The letters which Dr. Cohen received did not necessarily require a contemporary objection which, if not registered, worked an acquiescence or a forfeiture of the right to insist on the very specific and orderly step-by-step procedure set up for termination. As summarized by appellee, there was evidence that the letters adding a condition (1) were ultra vires because the board's credentialing authority was limited under the bylaws to acting upon the recommendation of the medical staff credentialing committees; (2) did not constitute the "decision and notice" required by the medical staff bylaws, as recognized at the time of receipt by Dr. Cohen; (3) were inconsistent with the absence of "special conditions" in the official biannual reapplication, committees' recommendations, and board action forms related to Dr. Cohen's staff privileges.
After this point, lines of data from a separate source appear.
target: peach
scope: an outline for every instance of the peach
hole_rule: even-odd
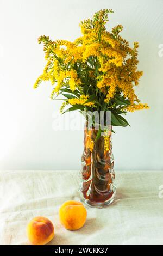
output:
[[[54,237],[54,226],[47,218],[35,217],[27,225],[27,235],[32,245],[46,245]]]
[[[61,224],[70,230],[82,228],[86,218],[86,210],[80,202],[65,202],[59,209],[59,217]]]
Dr. Cohen explained to the jury why he did not respond in writing to the letters: (1) he had received unconditional decision and notice letters for 12 years; (2) he never received the "special notice" of "adverse recommendation" or "adverse action" required by the staff bylaws; (3) he knew Mr. Fechtel, the administrator, lacked authority to condition his staff privileges, under the bylaws; (4) no written acknowledgment was ever required, despite such requests of other physicians who were asked to waive their staff bylaws rights; (5) the conditioning of staff privileges to an "agreement" was meaningless since there was no "agreement"; and (6) hospital agents never suggested any right to administratively terminate his medical staff privileges despite numerous formal contract negotiation sessions. There was no mention during the sessions that staff privileges were tied to contractual relations, until 1988. Thus, he did not regard the administrator's letters as affecting his staff privileges. With all of this, and considering the entire history of the dealings between the hospital and Dr. Cohen and his professional corporation, the jury found that a waiver had not been shown; the preponderance of the evidence was otherwise.
I cannot conclude from the voluminous trial transcript that the trial court erred in refusing to direct the jury's verdict on this issue or to depart from the jury's verdict after it was returned.
I am authorized to state that Presiding Judge Pope, Judge Blackburn and Judge Ruffin join in this dissent.
J. Hue Henry, John F. Lyndon, for appellee.